In a lawsuit filed in Palm Beach County, the Rev. John Gallagher claims that the way the Catholic Church treated him "shows without question that [it] has learned nothing from its history and continues to cover up acts of priest pedophilia."
Gallagher says the Diocese of Palm Beach went on a campaign to sully his reputation after he publicly objected to its unwillingness to cooperate with police in a pedophilia investigation involving Joseph Palimatton, an assistant priest from India who was serving at Gallagher's Holy Name of Jesus church in West Palm Beach.
Palimatton arrived at the church from India in December 2014, and within a month, he stood accused of a sex crime: He allegedly showed images of child pornography to a 14-year-old, including "numerous photographs of minor children who were naked and had erect penises."
Unbeknownst to Father Gallagher, Palimatton had been involved in several sexual abuse events, the lawsuit claims.
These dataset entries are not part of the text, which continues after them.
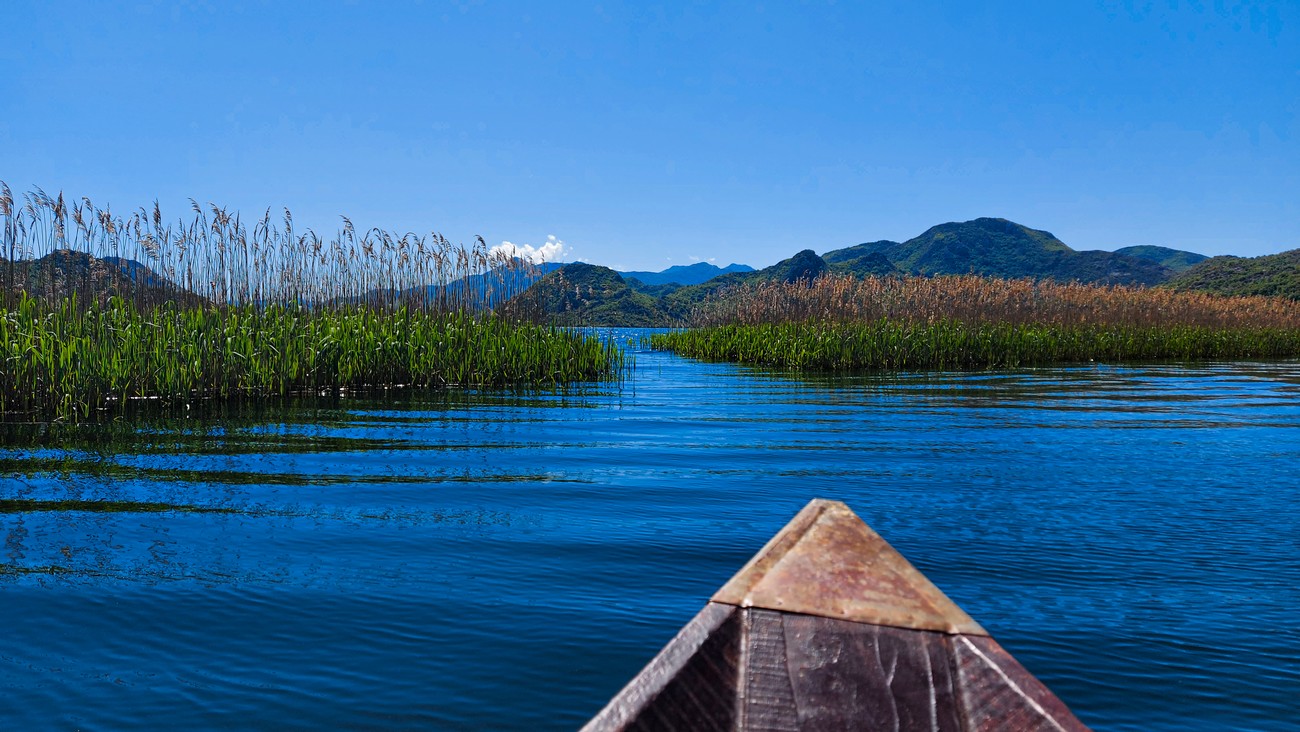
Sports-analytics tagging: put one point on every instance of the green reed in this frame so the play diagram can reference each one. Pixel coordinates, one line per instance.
(72, 360)
(99, 310)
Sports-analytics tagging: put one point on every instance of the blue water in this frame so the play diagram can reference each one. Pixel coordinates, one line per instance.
(508, 562)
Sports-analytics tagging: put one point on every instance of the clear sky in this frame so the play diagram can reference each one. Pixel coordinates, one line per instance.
(646, 134)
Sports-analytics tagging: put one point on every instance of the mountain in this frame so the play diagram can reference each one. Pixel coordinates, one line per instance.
(805, 265)
(863, 260)
(586, 294)
(996, 247)
(1275, 274)
(90, 278)
(1177, 260)
(685, 273)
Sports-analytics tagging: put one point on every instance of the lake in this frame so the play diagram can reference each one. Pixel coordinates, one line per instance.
(508, 561)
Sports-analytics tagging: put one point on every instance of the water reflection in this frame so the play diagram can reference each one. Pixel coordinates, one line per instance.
(1126, 532)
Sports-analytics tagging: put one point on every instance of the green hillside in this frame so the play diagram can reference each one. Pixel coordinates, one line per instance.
(1177, 260)
(996, 247)
(586, 294)
(1275, 274)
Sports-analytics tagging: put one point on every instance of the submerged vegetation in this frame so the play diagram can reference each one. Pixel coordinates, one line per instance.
(98, 310)
(839, 323)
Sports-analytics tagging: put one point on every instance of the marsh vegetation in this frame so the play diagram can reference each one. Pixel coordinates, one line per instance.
(840, 323)
(99, 308)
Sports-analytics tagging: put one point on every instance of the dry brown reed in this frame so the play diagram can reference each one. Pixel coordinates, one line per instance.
(971, 299)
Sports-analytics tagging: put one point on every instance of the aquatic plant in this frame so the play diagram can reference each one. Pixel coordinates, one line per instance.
(99, 310)
(960, 323)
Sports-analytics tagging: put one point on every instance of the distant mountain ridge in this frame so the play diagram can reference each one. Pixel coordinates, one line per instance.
(1174, 259)
(988, 247)
(1277, 274)
(996, 247)
(696, 273)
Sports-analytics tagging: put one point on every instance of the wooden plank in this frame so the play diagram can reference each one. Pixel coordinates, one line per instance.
(858, 676)
(767, 697)
(999, 693)
(690, 684)
(827, 562)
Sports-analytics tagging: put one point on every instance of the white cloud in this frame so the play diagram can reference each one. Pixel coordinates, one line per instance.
(553, 250)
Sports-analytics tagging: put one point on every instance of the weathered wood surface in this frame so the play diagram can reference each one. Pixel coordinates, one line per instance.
(689, 685)
(757, 667)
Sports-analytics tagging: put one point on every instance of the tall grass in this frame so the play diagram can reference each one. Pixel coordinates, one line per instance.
(960, 323)
(224, 311)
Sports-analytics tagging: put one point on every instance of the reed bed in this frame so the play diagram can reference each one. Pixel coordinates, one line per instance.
(841, 324)
(100, 310)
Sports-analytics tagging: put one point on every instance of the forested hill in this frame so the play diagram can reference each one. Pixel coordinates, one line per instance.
(1275, 274)
(685, 273)
(996, 247)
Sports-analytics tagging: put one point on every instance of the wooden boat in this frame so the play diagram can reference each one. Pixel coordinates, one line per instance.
(828, 627)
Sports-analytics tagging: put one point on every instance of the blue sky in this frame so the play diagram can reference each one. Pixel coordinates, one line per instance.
(653, 134)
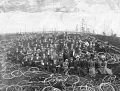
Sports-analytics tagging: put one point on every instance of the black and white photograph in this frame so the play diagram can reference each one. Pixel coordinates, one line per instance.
(59, 45)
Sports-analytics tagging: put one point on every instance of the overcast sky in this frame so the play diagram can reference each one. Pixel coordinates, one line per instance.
(99, 15)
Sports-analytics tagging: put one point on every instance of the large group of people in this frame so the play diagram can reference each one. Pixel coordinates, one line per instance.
(62, 53)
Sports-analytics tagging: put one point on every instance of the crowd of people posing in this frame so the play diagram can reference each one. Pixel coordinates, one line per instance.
(62, 53)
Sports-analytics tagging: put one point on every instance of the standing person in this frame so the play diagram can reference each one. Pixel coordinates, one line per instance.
(65, 66)
(92, 70)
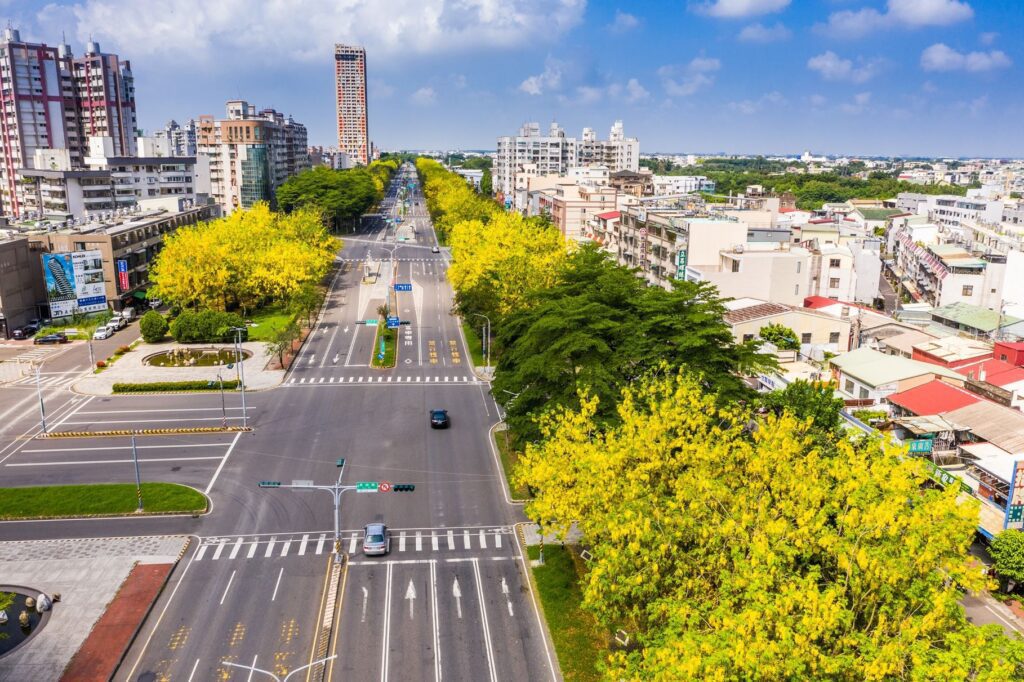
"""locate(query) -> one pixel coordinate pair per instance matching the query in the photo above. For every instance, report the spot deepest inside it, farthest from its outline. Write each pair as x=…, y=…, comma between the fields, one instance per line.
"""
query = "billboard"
x=74, y=283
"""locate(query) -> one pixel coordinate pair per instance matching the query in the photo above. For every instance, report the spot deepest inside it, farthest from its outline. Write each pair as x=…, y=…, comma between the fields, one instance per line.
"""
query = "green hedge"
x=158, y=386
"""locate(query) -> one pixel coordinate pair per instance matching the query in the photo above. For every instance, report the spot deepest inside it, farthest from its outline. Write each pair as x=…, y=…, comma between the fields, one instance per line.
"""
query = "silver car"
x=375, y=540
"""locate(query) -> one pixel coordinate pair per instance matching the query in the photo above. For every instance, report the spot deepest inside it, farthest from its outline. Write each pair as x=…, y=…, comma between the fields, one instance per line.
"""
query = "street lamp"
x=486, y=342
x=242, y=373
x=254, y=669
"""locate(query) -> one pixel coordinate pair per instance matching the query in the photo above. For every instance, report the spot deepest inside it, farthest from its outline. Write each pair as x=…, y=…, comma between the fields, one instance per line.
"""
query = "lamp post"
x=242, y=373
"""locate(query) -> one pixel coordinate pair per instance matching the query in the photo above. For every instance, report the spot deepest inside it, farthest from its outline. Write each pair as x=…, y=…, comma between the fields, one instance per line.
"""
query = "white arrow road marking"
x=457, y=593
x=411, y=597
x=505, y=591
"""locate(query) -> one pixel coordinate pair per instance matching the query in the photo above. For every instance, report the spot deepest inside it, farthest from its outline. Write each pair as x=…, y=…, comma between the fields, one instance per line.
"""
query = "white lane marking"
x=483, y=622
x=222, y=462
x=228, y=587
x=278, y=584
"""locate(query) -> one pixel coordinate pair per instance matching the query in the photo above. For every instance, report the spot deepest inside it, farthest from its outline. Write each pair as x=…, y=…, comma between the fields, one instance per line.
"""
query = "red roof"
x=934, y=397
x=814, y=302
x=997, y=373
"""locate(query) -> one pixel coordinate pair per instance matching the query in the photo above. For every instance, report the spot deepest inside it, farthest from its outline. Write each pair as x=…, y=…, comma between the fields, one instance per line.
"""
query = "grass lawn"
x=580, y=642
x=267, y=323
x=390, y=346
x=48, y=501
x=473, y=341
x=509, y=459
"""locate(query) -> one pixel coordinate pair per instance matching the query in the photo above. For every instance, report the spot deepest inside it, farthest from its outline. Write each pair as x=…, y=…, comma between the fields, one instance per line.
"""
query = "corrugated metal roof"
x=998, y=425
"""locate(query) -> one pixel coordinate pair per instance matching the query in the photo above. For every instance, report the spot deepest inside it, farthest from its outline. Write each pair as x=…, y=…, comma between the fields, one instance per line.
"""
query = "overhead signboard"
x=74, y=283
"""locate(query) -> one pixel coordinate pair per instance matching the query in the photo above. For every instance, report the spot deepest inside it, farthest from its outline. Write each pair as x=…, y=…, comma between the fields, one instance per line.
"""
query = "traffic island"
x=98, y=500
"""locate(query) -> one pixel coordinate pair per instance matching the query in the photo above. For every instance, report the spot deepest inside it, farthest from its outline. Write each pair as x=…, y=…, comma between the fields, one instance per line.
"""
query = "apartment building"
x=251, y=154
x=52, y=188
x=552, y=152
x=350, y=97
x=55, y=100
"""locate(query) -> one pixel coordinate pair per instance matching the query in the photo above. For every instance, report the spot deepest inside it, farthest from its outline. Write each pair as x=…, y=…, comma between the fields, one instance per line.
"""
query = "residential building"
x=180, y=138
x=536, y=153
x=251, y=154
x=54, y=100
x=350, y=97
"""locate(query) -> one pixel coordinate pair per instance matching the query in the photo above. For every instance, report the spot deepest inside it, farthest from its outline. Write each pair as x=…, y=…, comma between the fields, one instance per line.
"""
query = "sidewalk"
x=130, y=369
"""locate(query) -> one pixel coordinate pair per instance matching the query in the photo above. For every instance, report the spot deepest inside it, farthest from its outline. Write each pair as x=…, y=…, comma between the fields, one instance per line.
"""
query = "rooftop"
x=934, y=397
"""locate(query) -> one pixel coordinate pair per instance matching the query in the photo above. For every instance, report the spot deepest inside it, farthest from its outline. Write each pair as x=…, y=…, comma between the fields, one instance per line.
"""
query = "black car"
x=439, y=420
x=51, y=338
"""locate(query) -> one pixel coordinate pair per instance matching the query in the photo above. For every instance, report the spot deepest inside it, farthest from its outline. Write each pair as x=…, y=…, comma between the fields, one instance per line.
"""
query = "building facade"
x=251, y=154
x=350, y=94
x=55, y=100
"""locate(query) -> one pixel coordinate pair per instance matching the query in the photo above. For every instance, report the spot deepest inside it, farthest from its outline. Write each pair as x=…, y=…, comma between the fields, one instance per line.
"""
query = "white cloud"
x=907, y=13
x=759, y=33
x=200, y=31
x=751, y=107
x=859, y=103
x=834, y=68
x=942, y=57
x=739, y=8
x=624, y=22
x=424, y=96
x=684, y=81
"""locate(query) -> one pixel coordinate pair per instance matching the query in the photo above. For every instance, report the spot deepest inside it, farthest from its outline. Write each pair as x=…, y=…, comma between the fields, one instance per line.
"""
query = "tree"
x=1008, y=550
x=780, y=336
x=736, y=553
x=153, y=326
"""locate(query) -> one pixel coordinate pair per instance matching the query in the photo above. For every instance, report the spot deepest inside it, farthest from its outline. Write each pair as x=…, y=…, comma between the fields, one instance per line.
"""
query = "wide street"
x=452, y=598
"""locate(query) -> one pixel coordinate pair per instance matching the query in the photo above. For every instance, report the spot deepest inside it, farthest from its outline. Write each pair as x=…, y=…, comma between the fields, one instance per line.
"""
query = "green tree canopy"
x=730, y=552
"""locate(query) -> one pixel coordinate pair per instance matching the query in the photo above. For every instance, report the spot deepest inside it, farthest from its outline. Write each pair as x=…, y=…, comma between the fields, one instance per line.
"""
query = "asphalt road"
x=450, y=601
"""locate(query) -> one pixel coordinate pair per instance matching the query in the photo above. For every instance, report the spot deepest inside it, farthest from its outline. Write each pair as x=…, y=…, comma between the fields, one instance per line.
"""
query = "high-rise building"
x=350, y=90
x=52, y=99
x=251, y=154
x=531, y=153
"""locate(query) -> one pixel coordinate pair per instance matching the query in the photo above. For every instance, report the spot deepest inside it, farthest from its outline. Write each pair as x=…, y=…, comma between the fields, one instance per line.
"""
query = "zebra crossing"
x=383, y=379
x=430, y=541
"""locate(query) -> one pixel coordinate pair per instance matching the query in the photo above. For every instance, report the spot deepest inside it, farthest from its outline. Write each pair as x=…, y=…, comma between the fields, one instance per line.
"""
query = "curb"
x=156, y=432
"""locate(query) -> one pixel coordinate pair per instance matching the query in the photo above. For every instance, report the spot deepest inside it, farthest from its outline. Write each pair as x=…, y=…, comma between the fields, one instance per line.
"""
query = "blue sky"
x=871, y=77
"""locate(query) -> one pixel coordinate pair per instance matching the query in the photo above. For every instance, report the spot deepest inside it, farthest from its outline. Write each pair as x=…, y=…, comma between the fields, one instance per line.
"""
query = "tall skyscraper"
x=350, y=89
x=55, y=100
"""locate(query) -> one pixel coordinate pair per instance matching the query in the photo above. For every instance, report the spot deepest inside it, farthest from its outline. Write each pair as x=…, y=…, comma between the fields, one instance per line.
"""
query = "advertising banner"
x=74, y=283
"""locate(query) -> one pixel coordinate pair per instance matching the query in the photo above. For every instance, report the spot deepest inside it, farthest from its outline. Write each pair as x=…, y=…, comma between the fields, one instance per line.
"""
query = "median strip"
x=128, y=432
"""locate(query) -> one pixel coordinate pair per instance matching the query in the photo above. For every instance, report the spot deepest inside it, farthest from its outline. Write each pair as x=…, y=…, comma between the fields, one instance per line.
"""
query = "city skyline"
x=859, y=77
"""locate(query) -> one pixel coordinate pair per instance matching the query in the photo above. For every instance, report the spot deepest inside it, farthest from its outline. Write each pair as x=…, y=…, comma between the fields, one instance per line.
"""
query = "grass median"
x=97, y=499
x=579, y=641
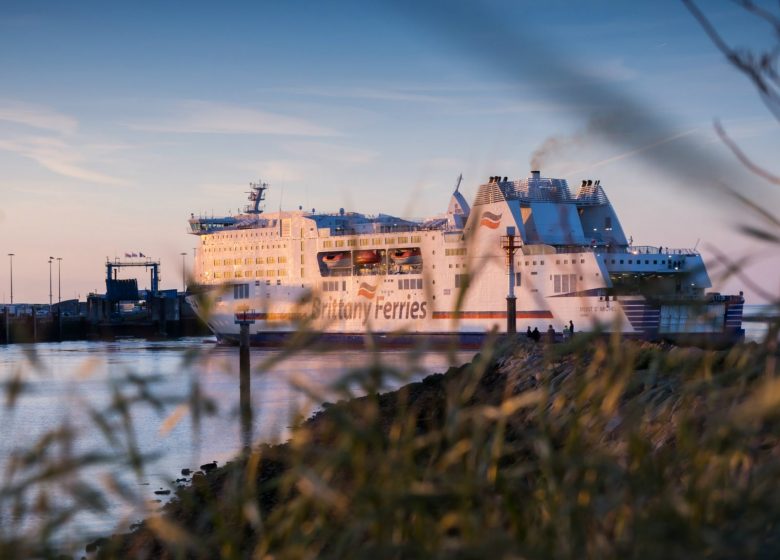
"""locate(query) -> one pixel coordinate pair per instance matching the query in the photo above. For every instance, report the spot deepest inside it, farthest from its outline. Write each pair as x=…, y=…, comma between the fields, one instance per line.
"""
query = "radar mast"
x=256, y=196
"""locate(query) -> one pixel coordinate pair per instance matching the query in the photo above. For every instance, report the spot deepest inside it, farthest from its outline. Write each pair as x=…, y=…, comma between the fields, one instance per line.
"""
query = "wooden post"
x=245, y=382
x=508, y=244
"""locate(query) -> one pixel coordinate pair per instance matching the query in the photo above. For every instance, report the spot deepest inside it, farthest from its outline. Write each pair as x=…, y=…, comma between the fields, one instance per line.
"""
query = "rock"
x=94, y=545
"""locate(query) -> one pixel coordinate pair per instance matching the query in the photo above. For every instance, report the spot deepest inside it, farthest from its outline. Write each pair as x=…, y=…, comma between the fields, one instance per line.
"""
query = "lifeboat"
x=406, y=256
x=337, y=260
x=367, y=257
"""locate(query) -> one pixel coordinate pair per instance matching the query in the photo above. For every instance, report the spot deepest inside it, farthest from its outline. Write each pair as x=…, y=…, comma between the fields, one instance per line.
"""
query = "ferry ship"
x=346, y=274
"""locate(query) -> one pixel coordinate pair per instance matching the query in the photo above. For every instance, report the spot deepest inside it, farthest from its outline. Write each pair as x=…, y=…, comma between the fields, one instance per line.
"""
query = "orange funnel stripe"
x=490, y=220
x=367, y=290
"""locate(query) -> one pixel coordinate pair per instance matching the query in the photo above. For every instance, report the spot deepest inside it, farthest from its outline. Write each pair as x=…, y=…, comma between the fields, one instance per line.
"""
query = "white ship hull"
x=341, y=274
The Catholic Church in India had transferred him to Gallagher's church allegedly without disclosing his past abuses.
When Gallagher confronted Palimatton about the child porn incident in West Palm Beach, Palimatton's "attitude was that the entire matter could be cured by him going to confession, as previously instructed by his superiors in India," the lawsuit claims.
Palimatton's pedophilic activity was reported to the Palm Beach County Sheriff's Office by the 14-year-old boy's family, and Palimatton was arrested in Jan. 2015.
Gallagher contacted the Diocese of Palm Beach, the local district of the Catholic Church, and asked for guidance.
A chancellor for the Diocese "told Father Gallagher that the normal way the Diocese handled a matter like this was to send the offending priest on an airplane back home," Gallagher says.
He says the chancellor instructed him not to take a lot of notes.
A few days later, when Gallagher advised the chancellor that a church video camera had captured the Palimatton incident, the chancellor "told Father Gallagher not to inform the police of that fact," the lawsuit states.
Gallagher claims he warned the chancellor that the police were coming to pick the video up, and the chancellor responded by saying Gallagher didn't have to give that to them.
According to the lawsuit, a diocesian attorney did not want Gallagher to relay too much information to the police, in case the victim's family brought a civil claim against the church. The attorney called Gallagher directly and repeatedly told him he didn't have to tell the police everything he knew, Gallagher says.
Gallagher says that in the year following the incident, he wrote letters to the Pontifical Commission for the Protection of Minors in the Vatican, and to various archbishops and cardinals concerning the attempted cover-up.
In the meanwhile, he was applauded by the sheriff's department for his participation in the investigation.
Detective Debi Phillips wrote to her colleague in the department, noting that although she had encountered uncooperative and dismissive behavior from the Catholic Church in a past investigation, she found that Gallagher was helpful and played a pivotal role in Palimatton's arrest.